# High-End Road Rentals in Phoenix/Tucson



## MichaelZ (Feb 20, 2009)

My dad and I are planning a vacation down to Arizona in late April from Canada. I was hopeing to ride Mt.Lemmon and need a relatively good carbon road bike at a reasonable price. So far I have had little succes attempting to track down shops on the internet, as they rarely list their rental bikes and pricing. 

If anyone could reference me to shops in and around Phoenix or Tucson that rent high end roadbikes I would greatly appreciate it. 

Best Regards,

Mike


----------



## barry1021 (Nov 27, 2005)

*a good start....*

http://forums.roadbikereview.com/showthread.php?t=159578


----------



## azpeterb (Jun 1, 2006)

Here's a listing of places that may have bikes for rent in Tucson. I don't have any experience with rentals here, but AZ Bicycle Experts, Fairwheel Bikes and Tucson Bicycles are all reputable shops.

http://www.bikegaba.org/gaba/Bike_Rentals.htm


----------



## BNA_roadie (Mar 11, 2002)

I just got back from Tucson a few weeks ago. Fairwheel cycles had 5.2 Trek Madones w/Ultegra. Price was a bit high, but I was on holiday.


----------



## MichaelZ (Feb 20, 2009)

Thanks for the input guys. I have found a place, trisports.com, that rents Felt F4 rentals for $150 per week. I was also looking at fairwheel cycles but it seems to be more expensive for a one week rental.


----------



## ecloebl (Jun 16, 2008)

azpeterb said:


> Here's a listing of places that may have bikes for rent in Tucson. I don't have any experience with rentals here, but AZ Bicycle Experts, Fairwheel Bikes and Tucson Bicycles are all reputable shops.
> 
> http://www.bikegaba.org/gaba/Bike_Rentals.htm


I have been a customer of Tucson Bicycles for over a year and have spent a significant amount of money there. Several days ago, I received a phone call from the shop owner, accusing me of taking an item from their shop without paying for it. Since she personally sold the item to me, and I had the sales receipt, I was understandably upset. I told her that I had paid for the item and could document my payment. She became abusive and told me that I should fine another place to shop for my biking needs. I certainly intend to take her advice and shop elsewhere. There is no excuse for a store owner becoming abusive with a customer. Oh, yes, and the shop manger finally called and admitted that I paid for the item they accused me of taking from their shop. The shop owner never called or apologized.


----------



## Italianrider76 (May 13, 2005)

ecloebl said:


> I told her that I had paid for the item and could document my payment. She became abusive.

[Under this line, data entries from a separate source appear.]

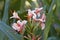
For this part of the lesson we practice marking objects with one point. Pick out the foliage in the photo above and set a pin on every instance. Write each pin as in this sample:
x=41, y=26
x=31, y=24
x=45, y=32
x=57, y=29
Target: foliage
x=51, y=8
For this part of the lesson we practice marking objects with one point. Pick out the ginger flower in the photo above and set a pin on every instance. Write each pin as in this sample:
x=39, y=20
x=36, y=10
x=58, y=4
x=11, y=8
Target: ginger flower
x=19, y=26
x=15, y=15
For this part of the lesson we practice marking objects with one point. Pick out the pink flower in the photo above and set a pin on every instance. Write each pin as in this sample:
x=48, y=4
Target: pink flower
x=37, y=10
x=19, y=26
x=42, y=21
x=31, y=14
x=15, y=15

For real?? Man I hope you told her to get .........


----------



## Jesse D Smith (Jun 11, 2005)

ecloebl said:


> I have been a customer of Tucson Bicycles for over a year and have spent a significant amount of money there. Several days ago, I received a phone call from the shop owner, accusing me of taking an item from their shop without paying for it. Since she personally sold the item to me, and I had the sales receipt, I was understandably upset. I told her that I had paid for the item and could document my payment. She became abusive and told me that I should fine another place to shop for my biking needs. I certainly intend to take her advice and shop elsewhere. There is no excuse for a store owner becoming abusive with a customer. Oh, yes, and the shop manger finally called and admitted that I paid for the item they accused me of taking from their shop. The shop owner never called or apologized.


Oro Valley Bicycle is opening a shop right next door to them, so check that out. I've only heard this from one person, so take it for what it's worth, but Tucson Bicycles may not be around much longer, which is part of the reason the new shop opened next door. I've also heard that the owner of Tucson Bicycles is not the original owner, and not a "bike" person, just a business person, which often spells the end of the shop.


----------